Commentary on Joe’s Blogs (Melissa)

Since I’ve been such a slacker and have not contributed to this blog until now, I have read through Joe’s postings and here is my input:

Being named Casale – Just two things to add here.
1. Every time I have written my name, there has been an Italian that has excitedly asked me if the name/my husband/the family is ITALIANO (picture me saying that word in a strong, heavy accent with big hand gestures). We then have a fantastic discussion about where Joe’s great-grandparents are from…and then wonderful things happen. The person asking me about my name is now my friend. They will buy me coffee or take me next in line, offer something better than what I currently have in some way, shape or form. And they are so happy to do it, all because my name is Casale.
2. Also, one note on the Casal d’Principa area that is off limits – there was also a story about how one or two Navy people that were renting homes in that area had their doors busted in during the middle of the night by the police. The reason had something to do with the “landlord”. It was shortly after that when the housing area relocated those military families to homes outside of the Casal d’Principa area - homes that had landlords outside of the Casale family.

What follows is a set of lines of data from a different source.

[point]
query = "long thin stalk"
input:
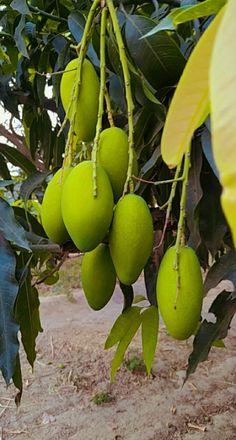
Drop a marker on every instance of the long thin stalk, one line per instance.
(101, 96)
(128, 93)
(76, 87)
(180, 231)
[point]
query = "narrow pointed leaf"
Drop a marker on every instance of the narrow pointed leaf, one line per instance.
(10, 228)
(190, 100)
(223, 110)
(150, 326)
(27, 313)
(121, 326)
(209, 7)
(123, 345)
(9, 344)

Destroying my Knee Snowboarding – The most amazing part of this entire “torn knee” experience was taking a trip to the Italian hospital. I have heard some wonderful stories about socialized medicine – and I now think those people that told me those wonderful stories are CRAZY. Joe’s ambulance ride – seriously? No medical attention, just a “ride” in the back of a truck on a gurney that wasn’t even strapped down. So he was rolling around creating more trauma to his knee, which wasn’t even looked at. Not that when he got to the hospital it was looked at, not until he was there hanging out for hours. And don’t even think about picturing our bright, cheery, aseptic hospitals. Move your mind to a darker place, with dimly lit bulbs hanging from the ceiling, walls that have not been painted in 10 years, buckets of open bio-hazardous waste laying around with blood dripping out of them onto the floor (no, not kidding, not exaggerating). The “hospital” was awful and scary. So, um, yeah, I’m gonna to vote “NO” on socialized medicine.


  1. Glad you didn't get seriously injured. Sweet single bed you're sitting on in that photo! People in Italy must be skinny.

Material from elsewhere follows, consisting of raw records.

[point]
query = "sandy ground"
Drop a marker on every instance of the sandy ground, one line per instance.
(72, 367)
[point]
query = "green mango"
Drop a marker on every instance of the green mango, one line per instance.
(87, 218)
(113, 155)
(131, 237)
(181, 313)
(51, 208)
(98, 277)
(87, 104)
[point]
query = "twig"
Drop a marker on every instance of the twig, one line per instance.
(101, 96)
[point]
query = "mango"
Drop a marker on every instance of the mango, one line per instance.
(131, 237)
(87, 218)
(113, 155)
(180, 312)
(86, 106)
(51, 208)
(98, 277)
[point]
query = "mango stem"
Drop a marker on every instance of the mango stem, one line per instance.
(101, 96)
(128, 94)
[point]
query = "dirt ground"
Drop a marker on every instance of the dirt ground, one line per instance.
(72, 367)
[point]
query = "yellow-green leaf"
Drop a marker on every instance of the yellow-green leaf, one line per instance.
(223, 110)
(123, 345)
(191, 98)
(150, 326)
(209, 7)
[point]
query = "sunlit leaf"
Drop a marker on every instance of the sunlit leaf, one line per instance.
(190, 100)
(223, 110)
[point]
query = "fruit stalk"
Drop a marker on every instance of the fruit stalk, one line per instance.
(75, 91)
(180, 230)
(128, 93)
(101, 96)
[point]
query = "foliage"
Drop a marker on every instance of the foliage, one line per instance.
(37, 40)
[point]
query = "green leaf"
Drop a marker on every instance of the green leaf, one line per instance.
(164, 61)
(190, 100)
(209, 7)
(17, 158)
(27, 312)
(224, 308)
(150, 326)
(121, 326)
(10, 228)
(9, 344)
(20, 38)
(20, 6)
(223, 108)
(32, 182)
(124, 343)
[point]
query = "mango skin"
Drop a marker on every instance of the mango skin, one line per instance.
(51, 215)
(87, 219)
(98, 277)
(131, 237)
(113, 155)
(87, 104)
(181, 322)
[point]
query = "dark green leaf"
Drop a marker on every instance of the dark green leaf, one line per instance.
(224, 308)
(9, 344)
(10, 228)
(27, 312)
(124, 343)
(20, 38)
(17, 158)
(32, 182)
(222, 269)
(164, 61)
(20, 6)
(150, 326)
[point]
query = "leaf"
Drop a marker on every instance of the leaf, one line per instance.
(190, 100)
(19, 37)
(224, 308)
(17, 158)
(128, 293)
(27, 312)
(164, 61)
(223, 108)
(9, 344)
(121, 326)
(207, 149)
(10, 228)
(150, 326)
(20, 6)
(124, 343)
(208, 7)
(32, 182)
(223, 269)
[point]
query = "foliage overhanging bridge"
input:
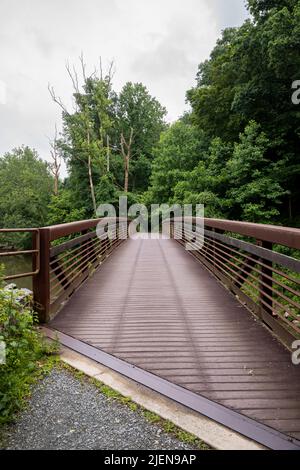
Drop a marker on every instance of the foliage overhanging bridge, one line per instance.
(212, 329)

  2. So i'm gonna do my part for socialized medicine right here. I know you had a bad experience in the "ambulance", and the hospital sucked, and the wait sucked. But just because the health care system in Naples, and maybe all of Italy, isn't up to par, it doesn't mean we can't have good socialized medicine in the US. Almost 20% of Americans have no health insurance. That's crazy. And I think it needs to be fixed. So don't say no to some form of socialized medicine just yet.